In this post I share some notes on how to interact with a GraphQL API with R. As an example, I will be using the OpenTarget Genetics platform API.
Understanding the query structure
It has been some time since I do some web development as a hobby. As such, I feel comfortable enough interacting with REST APIs; however when the time came and I had to interact with a GraphQL API, I found it a bit confusing.
Anyway, as with everything, I feel that the best way to understand these type of things is by going through some examples and experimenting.
Let’s now look at an example using the OpenTargets Genetics GraphQL API.
In the browser, we go to the docs and then click on query to see the type of queries we can perform.
Now, let’s take a look to the “genes” query:
genes(chromosome: String!,
start: Long!,
end: Long!):[Gene!]!
Here, the documentation is telling us that this type of query requires us to pass a chromosome, start and end positions, and that it will return an array of “Gene” Objects. *Note that the “!” after the data type indicates that the parameter is not optional. Now, if we click on “Gene” in the documentation, we see what fields we can obtain from this query:
Now lets make a query:
In the query above, I am requesting for all genes in chromosome “6” between the position 26,000,000–27,000,000. For this particular query that I called “myGenesQuery” I decided that I just wanted to get the genes’ symbol, bioType and description.
Performing queries in R
Now that we have some understanding on how the queries and their output is structured. Let’s see how we would perform this and other queries from R.
library(ghql)
library(jsonlite)
library(dplyr)
get_opentargets_url <- function() {
url <- 'https://api.genetics.opentargets.org/graphql'
return(url)
}
get_genes <- function(url=get_opentargets_url()) {
query <- 'query myGenesQuery {
genes(chromosome: "6",
start: 26000000,
end: 27000000) {
symbol,
bioType,
description
}
}'
conn <- GraphqlClient$new(url = url) #Create the connection
new <- Query$new()$query('url', query) #Pass the query
result <- conn$exec(new$url) %>%
fromJSON(flatten = TRUE) #Parse the JSON output to a data.frame
return(result)
}
I am using ghql library to connect and interact with the GraphQL API and jsonlite and dplyr to transform the output into something more R friendly.
The first function get_opentargets_url
is a dummy function that only returns the URL of the API. The function get_genes
defines our query, just as we wrote in the previous example, connects to the API and executes the query.
Now, when we execute the function:
results <- get_genes()
head(results$data$genes)
# symbol bioType
#1 HFE protein_coding
#2 BTN3A1 protein_coding
#3 BTN3A3 protein_coding
#4 BTN2A1 protein_coding
#5 BTN2A2 protein_coding
#6 BTN1A1 protein_coding
description
#1 homeostatic iron regulator [Source:HGNC Symbol;Acc:HGNC:4886]
#2 butyrophilin subfamily 3 member A1 [Source:HGNC Symbol;Acc:HGNC:1138]

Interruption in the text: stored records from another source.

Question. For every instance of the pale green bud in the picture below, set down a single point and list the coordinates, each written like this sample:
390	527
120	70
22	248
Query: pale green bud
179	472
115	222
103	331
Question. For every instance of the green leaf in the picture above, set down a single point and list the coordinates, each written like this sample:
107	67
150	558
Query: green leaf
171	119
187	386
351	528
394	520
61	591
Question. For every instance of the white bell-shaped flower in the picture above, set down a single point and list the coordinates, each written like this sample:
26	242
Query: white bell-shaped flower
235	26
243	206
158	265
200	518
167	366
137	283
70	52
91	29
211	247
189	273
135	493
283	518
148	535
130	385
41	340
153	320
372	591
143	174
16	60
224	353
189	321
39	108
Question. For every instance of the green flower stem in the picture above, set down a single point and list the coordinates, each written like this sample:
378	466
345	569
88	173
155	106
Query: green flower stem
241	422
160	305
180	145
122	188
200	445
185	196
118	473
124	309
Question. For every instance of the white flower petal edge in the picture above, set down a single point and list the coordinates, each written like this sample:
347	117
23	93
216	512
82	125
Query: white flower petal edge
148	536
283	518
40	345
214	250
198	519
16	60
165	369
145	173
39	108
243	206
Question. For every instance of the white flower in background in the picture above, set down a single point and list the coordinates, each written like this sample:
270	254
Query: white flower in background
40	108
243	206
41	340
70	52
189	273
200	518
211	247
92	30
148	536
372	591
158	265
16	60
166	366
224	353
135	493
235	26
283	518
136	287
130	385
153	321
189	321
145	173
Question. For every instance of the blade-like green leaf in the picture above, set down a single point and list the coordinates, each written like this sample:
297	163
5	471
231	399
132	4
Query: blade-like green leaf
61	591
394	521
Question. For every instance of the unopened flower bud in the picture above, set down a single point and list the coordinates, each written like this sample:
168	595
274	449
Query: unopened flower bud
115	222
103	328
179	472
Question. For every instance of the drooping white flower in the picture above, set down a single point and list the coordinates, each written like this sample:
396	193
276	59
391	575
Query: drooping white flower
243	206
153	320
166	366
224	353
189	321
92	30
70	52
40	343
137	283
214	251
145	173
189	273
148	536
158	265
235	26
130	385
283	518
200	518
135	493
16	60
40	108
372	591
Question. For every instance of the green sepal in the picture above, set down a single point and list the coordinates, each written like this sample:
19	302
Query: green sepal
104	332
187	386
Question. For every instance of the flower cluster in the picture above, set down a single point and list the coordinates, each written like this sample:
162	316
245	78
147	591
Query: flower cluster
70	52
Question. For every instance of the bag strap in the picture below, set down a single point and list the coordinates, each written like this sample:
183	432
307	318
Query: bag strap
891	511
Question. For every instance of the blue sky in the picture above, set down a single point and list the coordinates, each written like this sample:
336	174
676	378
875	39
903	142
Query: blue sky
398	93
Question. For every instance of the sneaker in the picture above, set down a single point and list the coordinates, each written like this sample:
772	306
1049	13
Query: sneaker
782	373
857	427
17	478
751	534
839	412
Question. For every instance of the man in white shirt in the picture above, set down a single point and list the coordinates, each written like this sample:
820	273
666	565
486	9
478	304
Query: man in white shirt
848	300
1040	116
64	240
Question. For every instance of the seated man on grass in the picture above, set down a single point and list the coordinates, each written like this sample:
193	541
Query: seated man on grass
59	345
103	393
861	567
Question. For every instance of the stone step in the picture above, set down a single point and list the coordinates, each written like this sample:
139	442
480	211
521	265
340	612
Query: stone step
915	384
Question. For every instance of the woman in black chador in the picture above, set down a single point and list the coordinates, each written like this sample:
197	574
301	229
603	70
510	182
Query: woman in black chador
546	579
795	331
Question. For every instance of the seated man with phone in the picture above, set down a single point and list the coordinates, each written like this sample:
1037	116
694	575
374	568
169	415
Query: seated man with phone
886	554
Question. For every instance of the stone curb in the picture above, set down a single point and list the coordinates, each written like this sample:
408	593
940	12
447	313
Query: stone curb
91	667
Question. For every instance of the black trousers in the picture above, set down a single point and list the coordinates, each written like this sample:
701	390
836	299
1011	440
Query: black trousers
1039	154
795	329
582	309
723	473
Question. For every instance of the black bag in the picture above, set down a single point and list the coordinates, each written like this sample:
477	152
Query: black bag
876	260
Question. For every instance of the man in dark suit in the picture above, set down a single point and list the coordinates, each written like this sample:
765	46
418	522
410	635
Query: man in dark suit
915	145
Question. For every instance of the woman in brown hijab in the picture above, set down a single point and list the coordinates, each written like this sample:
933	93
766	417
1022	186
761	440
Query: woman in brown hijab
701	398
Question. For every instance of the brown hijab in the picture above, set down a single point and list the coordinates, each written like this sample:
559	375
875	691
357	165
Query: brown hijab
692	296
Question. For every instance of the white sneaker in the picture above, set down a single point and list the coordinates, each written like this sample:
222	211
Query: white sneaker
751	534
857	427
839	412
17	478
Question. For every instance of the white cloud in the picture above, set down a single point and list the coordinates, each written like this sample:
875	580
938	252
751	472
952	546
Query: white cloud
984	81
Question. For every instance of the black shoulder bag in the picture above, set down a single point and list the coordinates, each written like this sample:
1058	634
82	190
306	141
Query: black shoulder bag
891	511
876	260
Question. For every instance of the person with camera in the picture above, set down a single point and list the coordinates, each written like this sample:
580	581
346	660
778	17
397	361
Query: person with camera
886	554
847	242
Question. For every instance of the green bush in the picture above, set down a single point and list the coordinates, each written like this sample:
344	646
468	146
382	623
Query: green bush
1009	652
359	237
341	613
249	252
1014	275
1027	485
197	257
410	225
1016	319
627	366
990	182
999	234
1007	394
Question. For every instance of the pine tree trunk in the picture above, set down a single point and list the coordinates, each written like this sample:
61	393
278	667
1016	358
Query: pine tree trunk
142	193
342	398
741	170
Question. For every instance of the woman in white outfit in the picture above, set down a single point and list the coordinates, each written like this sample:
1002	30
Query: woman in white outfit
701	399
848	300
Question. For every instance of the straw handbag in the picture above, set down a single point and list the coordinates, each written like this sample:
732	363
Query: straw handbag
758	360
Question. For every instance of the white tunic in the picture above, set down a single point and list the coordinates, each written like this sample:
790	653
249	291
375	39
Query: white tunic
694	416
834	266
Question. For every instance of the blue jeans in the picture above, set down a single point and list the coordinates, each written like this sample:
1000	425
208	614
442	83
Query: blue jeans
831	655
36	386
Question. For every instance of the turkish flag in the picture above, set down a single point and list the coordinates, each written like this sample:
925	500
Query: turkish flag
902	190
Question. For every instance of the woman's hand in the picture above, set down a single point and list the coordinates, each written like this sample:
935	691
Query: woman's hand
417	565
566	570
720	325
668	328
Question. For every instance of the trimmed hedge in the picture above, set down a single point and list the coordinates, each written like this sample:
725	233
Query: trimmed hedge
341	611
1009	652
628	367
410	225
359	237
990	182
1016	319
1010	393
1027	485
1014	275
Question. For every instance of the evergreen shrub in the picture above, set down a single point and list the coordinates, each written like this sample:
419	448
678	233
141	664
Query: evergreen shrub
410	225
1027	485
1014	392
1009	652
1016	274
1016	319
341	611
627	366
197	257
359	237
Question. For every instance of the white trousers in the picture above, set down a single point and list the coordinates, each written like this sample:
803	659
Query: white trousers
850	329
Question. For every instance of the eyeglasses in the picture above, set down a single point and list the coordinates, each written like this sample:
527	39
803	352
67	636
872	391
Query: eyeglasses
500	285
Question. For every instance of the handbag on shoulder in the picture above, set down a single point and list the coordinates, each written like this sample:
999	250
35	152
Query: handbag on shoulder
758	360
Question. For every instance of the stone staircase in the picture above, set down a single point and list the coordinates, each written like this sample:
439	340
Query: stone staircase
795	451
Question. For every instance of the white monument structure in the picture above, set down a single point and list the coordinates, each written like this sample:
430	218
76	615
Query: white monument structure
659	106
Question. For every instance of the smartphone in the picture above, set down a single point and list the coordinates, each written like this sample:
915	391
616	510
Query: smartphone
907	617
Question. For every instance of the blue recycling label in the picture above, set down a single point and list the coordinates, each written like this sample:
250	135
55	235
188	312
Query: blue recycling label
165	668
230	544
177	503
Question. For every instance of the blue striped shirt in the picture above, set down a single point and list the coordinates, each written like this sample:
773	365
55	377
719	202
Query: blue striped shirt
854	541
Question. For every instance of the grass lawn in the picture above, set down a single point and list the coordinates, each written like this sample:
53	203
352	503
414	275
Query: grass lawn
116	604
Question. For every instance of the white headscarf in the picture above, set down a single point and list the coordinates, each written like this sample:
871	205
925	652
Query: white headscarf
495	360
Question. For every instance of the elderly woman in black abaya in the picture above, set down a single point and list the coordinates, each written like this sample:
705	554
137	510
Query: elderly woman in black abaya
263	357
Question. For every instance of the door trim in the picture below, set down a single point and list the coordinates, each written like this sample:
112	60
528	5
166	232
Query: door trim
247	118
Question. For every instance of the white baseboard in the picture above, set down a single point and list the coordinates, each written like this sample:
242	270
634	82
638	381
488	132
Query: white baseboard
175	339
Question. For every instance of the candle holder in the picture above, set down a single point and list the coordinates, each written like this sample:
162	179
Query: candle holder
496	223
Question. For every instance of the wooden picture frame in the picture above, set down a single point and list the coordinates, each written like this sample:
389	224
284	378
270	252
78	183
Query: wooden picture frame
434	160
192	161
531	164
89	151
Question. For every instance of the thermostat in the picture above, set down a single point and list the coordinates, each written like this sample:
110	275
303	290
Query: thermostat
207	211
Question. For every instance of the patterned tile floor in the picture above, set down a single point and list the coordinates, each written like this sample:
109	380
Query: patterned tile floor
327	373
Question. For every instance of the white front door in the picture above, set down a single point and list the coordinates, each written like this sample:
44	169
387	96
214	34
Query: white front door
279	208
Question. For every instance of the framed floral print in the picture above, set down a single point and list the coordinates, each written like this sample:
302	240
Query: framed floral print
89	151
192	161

#3 butyrophilin subfamily 3 member A3 [Source:HGNC Symbol;Acc:HGNC:1140]
#...
It returns what we expected.
Now, let’s make the function more useful. Currently it has the chromosome and positions hardcoded, so let’s fix that.
get_genes <- function(chr, start, end, url=get_opentargets_url()) {
query <- 'query myGenesQuery($chromosome: String!, $start: Long!, $end: Long!) {
genes(chromosome: $chromosome,
start: $start,
end: $end) {
symbol,
bioType,
description
}
}'
variable <- list(
chromosome = as.character(chr),
start = start,
end = end
)
conn <- GraphqlClient$new(url = url) #Create the connection
new <- Query$new()$query('url', query) #Pass the query
result <- conn$exec(new$url, variables = variable) %>%
fromJSON(flatten = TRUE) #Parse the JSON output to a data.frame
return(result)
}
In order to pass variables to the query, we first need to define the variables/parameters that will be passed to “myGenesQuery”. That’s why now we see myGenesQuery($chromosome: String!, $start: Long!, $end: Long!)
. Then, we pass the arguments via a list and during the execution conn$exec(new$url, variables = variable)
.
Let’s now try our new function with other positions:
get_genes("6", 100000, 2000000)
#$data
#$data$genes
# symbol bioType
#1 FOXC1 protein_coding
#2 DUSP22 protein_coding
#3 EXOC2 protein_coding
#4 IRF4 protein_coding
#5 FOXF2 protein_coding
#6 FOXQ1 protein_coding
#7 HUS1B protein_coding
# description
#1 forkhead box C1 [Source:HGNC Symbol;Acc:HGNC:3800]
#2 dual specificity phosphatase 22 [Source:HGNC Symbol;Acc:HGNC:16077]
#3 exocyst complex component 2 [Source:HGNC Symbol;Acc:HGNC:24968]
#....
And that’s everything for this quick weekend post. Hope anyone finds this useful.